My Ryobi One+ kit came with a flashlight, too, and-like you-I keep finding more and more uses for it !


----------



## sbryan55 (Dec 8, 2007)

Thanks for the review, Rich. I bought the Dewalt kit at least 5 years ago and the flashlight is used more than any of the other tools, with the exception of the drill. As you mentioned, whenever extra light or a flashlight is needed, this is my go to tool.

The only problem I have had with it in the time I have owned it is simply finding it in my shop. Just this week the power was out for a couple of hours and I searched my shop trying to find it but could not remember where I had put it. But that is another story. Like you I would give it 5 star rating, since I can not fault Dewalt for my lapse of memory.


----------



## BigTiny (Jun 29, 2010)

I agree extra light is a plus, but I prefer my Lee Valley batteryless LED light. Two light levels and it charges with a crank on the back of the light, so you never have a dead battery. 30 seconds of cranking and you've got a half hour of light.


----------



## jbertelson (Sep 26, 2009)

There has always got to be a "crank" in the group….......will it ever end…..........(-:

I will have to look for a flashlight for my 18 V Dewalt battery. It belongs to a…....hmmm….....probably never to be used again Dewalt Sawzall I needed a number of years ago.
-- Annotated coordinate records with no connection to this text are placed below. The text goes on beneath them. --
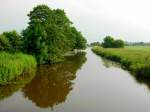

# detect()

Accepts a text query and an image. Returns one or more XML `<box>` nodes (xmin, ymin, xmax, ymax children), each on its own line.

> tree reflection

<box><xmin>23</xmin><ymin>52</ymin><xmax>86</xmax><ymax>108</ymax></box>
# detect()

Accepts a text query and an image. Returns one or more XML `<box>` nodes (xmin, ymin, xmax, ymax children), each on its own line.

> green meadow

<box><xmin>92</xmin><ymin>46</ymin><xmax>150</xmax><ymax>77</ymax></box>
<box><xmin>0</xmin><ymin>52</ymin><xmax>36</xmax><ymax>84</ymax></box>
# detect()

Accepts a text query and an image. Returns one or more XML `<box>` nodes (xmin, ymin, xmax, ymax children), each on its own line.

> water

<box><xmin>0</xmin><ymin>49</ymin><xmax>150</xmax><ymax>112</ymax></box>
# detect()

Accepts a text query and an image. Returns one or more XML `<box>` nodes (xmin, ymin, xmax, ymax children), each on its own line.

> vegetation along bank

<box><xmin>92</xmin><ymin>46</ymin><xmax>150</xmax><ymax>77</ymax></box>
<box><xmin>0</xmin><ymin>5</ymin><xmax>86</xmax><ymax>84</ymax></box>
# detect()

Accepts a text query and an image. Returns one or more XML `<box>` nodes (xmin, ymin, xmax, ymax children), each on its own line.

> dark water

<box><xmin>0</xmin><ymin>49</ymin><xmax>150</xmax><ymax>112</ymax></box>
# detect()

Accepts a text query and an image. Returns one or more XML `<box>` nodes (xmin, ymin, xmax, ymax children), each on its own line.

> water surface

<box><xmin>0</xmin><ymin>49</ymin><xmax>150</xmax><ymax>112</ymax></box>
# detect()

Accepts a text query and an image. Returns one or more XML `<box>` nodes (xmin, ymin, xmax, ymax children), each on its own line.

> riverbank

<box><xmin>0</xmin><ymin>52</ymin><xmax>37</xmax><ymax>85</ymax></box>
<box><xmin>92</xmin><ymin>46</ymin><xmax>150</xmax><ymax>78</ymax></box>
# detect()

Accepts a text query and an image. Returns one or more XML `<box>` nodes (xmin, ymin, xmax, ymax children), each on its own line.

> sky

<box><xmin>0</xmin><ymin>0</ymin><xmax>150</xmax><ymax>43</ymax></box>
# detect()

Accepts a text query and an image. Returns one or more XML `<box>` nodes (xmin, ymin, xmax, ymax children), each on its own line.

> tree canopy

<box><xmin>22</xmin><ymin>5</ymin><xmax>86</xmax><ymax>63</ymax></box>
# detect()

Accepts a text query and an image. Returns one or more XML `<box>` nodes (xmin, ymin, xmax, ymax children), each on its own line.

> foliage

<box><xmin>22</xmin><ymin>5</ymin><xmax>86</xmax><ymax>64</ymax></box>
<box><xmin>90</xmin><ymin>42</ymin><xmax>101</xmax><ymax>46</ymax></box>
<box><xmin>3</xmin><ymin>30</ymin><xmax>23</xmax><ymax>51</ymax></box>
<box><xmin>0</xmin><ymin>52</ymin><xmax>36</xmax><ymax>84</ymax></box>
<box><xmin>0</xmin><ymin>35</ymin><xmax>10</xmax><ymax>51</ymax></box>
<box><xmin>102</xmin><ymin>36</ymin><xmax>124</xmax><ymax>48</ymax></box>
<box><xmin>92</xmin><ymin>46</ymin><xmax>150</xmax><ymax>77</ymax></box>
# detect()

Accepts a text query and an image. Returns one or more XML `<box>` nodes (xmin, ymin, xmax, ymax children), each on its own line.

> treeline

<box><xmin>89</xmin><ymin>36</ymin><xmax>125</xmax><ymax>48</ymax></box>
<box><xmin>0</xmin><ymin>5</ymin><xmax>86</xmax><ymax>84</ymax></box>
<box><xmin>126</xmin><ymin>42</ymin><xmax>150</xmax><ymax>46</ymax></box>
<box><xmin>0</xmin><ymin>5</ymin><xmax>86</xmax><ymax>64</ymax></box>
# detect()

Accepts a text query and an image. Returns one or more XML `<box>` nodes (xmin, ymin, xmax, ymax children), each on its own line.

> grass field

<box><xmin>92</xmin><ymin>46</ymin><xmax>150</xmax><ymax>77</ymax></box>
<box><xmin>0</xmin><ymin>52</ymin><xmax>36</xmax><ymax>84</ymax></box>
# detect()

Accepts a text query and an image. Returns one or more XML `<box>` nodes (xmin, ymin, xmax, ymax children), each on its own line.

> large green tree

<box><xmin>22</xmin><ymin>5</ymin><xmax>86</xmax><ymax>64</ymax></box>
<box><xmin>2</xmin><ymin>30</ymin><xmax>23</xmax><ymax>51</ymax></box>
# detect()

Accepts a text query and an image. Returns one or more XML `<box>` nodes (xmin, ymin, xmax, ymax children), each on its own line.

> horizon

<box><xmin>0</xmin><ymin>0</ymin><xmax>150</xmax><ymax>43</ymax></box>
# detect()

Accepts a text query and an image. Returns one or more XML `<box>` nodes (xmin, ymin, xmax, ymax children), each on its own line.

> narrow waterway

<box><xmin>0</xmin><ymin>49</ymin><xmax>150</xmax><ymax>112</ymax></box>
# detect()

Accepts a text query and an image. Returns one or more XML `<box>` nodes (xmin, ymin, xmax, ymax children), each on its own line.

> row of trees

<box><xmin>0</xmin><ymin>5</ymin><xmax>86</xmax><ymax>64</ymax></box>
<box><xmin>102</xmin><ymin>36</ymin><xmax>125</xmax><ymax>48</ymax></box>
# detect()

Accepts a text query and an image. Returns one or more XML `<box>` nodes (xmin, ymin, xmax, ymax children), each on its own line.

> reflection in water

<box><xmin>0</xmin><ymin>70</ymin><xmax>35</xmax><ymax>100</ymax></box>
<box><xmin>22</xmin><ymin>52</ymin><xmax>86</xmax><ymax>108</ymax></box>
<box><xmin>102</xmin><ymin>58</ymin><xmax>150</xmax><ymax>90</ymax></box>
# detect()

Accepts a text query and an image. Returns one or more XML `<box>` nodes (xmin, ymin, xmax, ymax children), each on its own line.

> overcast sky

<box><xmin>0</xmin><ymin>0</ymin><xmax>150</xmax><ymax>42</ymax></box>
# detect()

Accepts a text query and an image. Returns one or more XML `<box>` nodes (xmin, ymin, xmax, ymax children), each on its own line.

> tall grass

<box><xmin>92</xmin><ymin>46</ymin><xmax>150</xmax><ymax>77</ymax></box>
<box><xmin>0</xmin><ymin>52</ymin><xmax>36</xmax><ymax>84</ymax></box>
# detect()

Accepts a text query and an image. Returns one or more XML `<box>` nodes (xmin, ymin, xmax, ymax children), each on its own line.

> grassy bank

<box><xmin>0</xmin><ymin>52</ymin><xmax>36</xmax><ymax>84</ymax></box>
<box><xmin>92</xmin><ymin>46</ymin><xmax>150</xmax><ymax>77</ymax></box>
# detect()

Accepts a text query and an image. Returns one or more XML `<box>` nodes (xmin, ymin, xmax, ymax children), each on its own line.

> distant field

<box><xmin>92</xmin><ymin>46</ymin><xmax>150</xmax><ymax>77</ymax></box>
<box><xmin>125</xmin><ymin>46</ymin><xmax>150</xmax><ymax>52</ymax></box>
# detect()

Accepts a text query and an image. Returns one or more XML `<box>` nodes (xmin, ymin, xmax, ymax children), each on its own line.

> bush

<box><xmin>0</xmin><ymin>52</ymin><xmax>36</xmax><ymax>84</ymax></box>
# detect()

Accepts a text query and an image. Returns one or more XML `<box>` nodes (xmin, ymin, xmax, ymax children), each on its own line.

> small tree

<box><xmin>0</xmin><ymin>35</ymin><xmax>10</xmax><ymax>51</ymax></box>
<box><xmin>102</xmin><ymin>36</ymin><xmax>114</xmax><ymax>48</ymax></box>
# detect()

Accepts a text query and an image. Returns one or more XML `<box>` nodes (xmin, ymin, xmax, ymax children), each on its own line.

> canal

<box><xmin>0</xmin><ymin>49</ymin><xmax>150</xmax><ymax>112</ymax></box>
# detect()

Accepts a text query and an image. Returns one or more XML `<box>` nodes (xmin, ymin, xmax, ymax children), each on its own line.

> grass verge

<box><xmin>92</xmin><ymin>46</ymin><xmax>150</xmax><ymax>78</ymax></box>
<box><xmin>0</xmin><ymin>52</ymin><xmax>37</xmax><ymax>85</ymax></box>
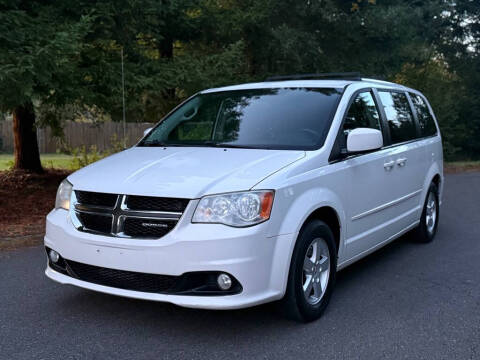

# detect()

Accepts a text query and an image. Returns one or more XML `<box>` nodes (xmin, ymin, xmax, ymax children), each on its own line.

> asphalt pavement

<box><xmin>0</xmin><ymin>173</ymin><xmax>480</xmax><ymax>360</ymax></box>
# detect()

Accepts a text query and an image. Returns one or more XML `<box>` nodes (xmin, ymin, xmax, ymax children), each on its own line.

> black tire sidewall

<box><xmin>289</xmin><ymin>220</ymin><xmax>337</xmax><ymax>321</ymax></box>
<box><xmin>418</xmin><ymin>183</ymin><xmax>440</xmax><ymax>243</ymax></box>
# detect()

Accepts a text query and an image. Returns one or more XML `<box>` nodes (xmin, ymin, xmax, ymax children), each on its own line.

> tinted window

<box><xmin>410</xmin><ymin>94</ymin><xmax>437</xmax><ymax>137</ymax></box>
<box><xmin>341</xmin><ymin>91</ymin><xmax>381</xmax><ymax>148</ymax></box>
<box><xmin>140</xmin><ymin>88</ymin><xmax>341</xmax><ymax>149</ymax></box>
<box><xmin>378</xmin><ymin>91</ymin><xmax>417</xmax><ymax>144</ymax></box>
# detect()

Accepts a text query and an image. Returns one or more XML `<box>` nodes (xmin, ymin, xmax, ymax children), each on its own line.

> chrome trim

<box><xmin>70</xmin><ymin>192</ymin><xmax>188</xmax><ymax>239</ymax></box>
<box><xmin>352</xmin><ymin>189</ymin><xmax>422</xmax><ymax>221</ymax></box>
<box><xmin>120</xmin><ymin>195</ymin><xmax>183</xmax><ymax>219</ymax></box>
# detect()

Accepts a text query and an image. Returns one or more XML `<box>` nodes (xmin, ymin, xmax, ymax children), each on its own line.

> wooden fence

<box><xmin>0</xmin><ymin>120</ymin><xmax>153</xmax><ymax>153</ymax></box>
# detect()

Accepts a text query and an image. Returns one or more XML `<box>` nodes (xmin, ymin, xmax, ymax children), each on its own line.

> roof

<box><xmin>201</xmin><ymin>78</ymin><xmax>410</xmax><ymax>94</ymax></box>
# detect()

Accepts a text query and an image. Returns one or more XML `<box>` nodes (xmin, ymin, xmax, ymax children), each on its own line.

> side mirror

<box><xmin>143</xmin><ymin>128</ymin><xmax>153</xmax><ymax>137</ymax></box>
<box><xmin>347</xmin><ymin>128</ymin><xmax>383</xmax><ymax>153</ymax></box>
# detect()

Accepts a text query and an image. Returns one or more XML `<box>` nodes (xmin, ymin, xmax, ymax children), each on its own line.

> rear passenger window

<box><xmin>378</xmin><ymin>91</ymin><xmax>417</xmax><ymax>144</ymax></box>
<box><xmin>342</xmin><ymin>91</ymin><xmax>381</xmax><ymax>147</ymax></box>
<box><xmin>410</xmin><ymin>94</ymin><xmax>437</xmax><ymax>137</ymax></box>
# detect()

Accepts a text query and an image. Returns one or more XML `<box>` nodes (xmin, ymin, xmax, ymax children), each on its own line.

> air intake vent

<box><xmin>72</xmin><ymin>190</ymin><xmax>189</xmax><ymax>239</ymax></box>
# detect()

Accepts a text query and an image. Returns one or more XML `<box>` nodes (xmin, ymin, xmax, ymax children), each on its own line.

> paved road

<box><xmin>0</xmin><ymin>173</ymin><xmax>480</xmax><ymax>359</ymax></box>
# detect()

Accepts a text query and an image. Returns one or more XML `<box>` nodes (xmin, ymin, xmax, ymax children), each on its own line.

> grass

<box><xmin>0</xmin><ymin>154</ymin><xmax>73</xmax><ymax>171</ymax></box>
Good idea Rich….....even if there had to be a "crank" in the group…..........(I apologive BigTiny, never could resist a pun)

So now I have another thing to pick up on one of my Drive Buy episodes at the big boxes….........

Jim


----------



## NBeener (Sep 16, 2009)

Got THREE of those hand-crank-powered LED lights.

One's under the bed. One in each car.

I get a TREMENDOUS upper-body workout, by grinding those to life … two … maybe three times a year.

Don't mess with me. You've been warned ;-)


----------



## psxstudio (Jan 13, 2011)

When I bought my dewalt cordless combo many years ago, it came with the same flashlight along with 6.5" circular cir and drill. The flashlight does come in very handy at times. Pretty sturdy and flexible hose makes it easy to pin point the light. =]

JB


----------



## Woodwrecker (Aug 11, 2008)

I've had one of these for years and it has been reliable & mighty tough.


----------



## Sarit (Oct 21, 2009)

I've switched to using a head lamp in my dark garage. My hands are free and no matter where I look, there's light.


----------



## Vrtigo1 (Mar 18, 2010)

I need to get one of these, but my local stores never seem to have them outside the package deals. I would really love to have something with the flexible positioning. I have a clip on LED light that sits on the brim of my hat pretty much 24×7 except when I'm at work and THAT sucker is truly indispensable. Nice, concentrated light where ever I happen to need it.

I'm not afraid of the dark but you wouldn't know it looking at my flashlight collection. I have a mag light in my car, plus a rechargeable streamlight stinger LED that is always sitting in the charger in my glove box. In the shop, I have another mag light that hangs in its charger on the wall. I have a Surefire 6P defender that stays on my nightstand, and a Surefire G2 LED that is on my belt 24×7. Some of the guys at work used to razz me about it because I look like Batman with my light and leatherman, but then they saw how useful a light can be, especially when you work in IT and have to navigate dark wiring closets. I also picked up a cheapo emergency light at Lowes for the shop, so if I trip a breaker or the power goes out, I won't be left standing in the middle of a pitch black room with lots of sharp stuff in it. Anyway I'm rambling, a few friends have the Dewalt lights and they are indeed very handy.


----------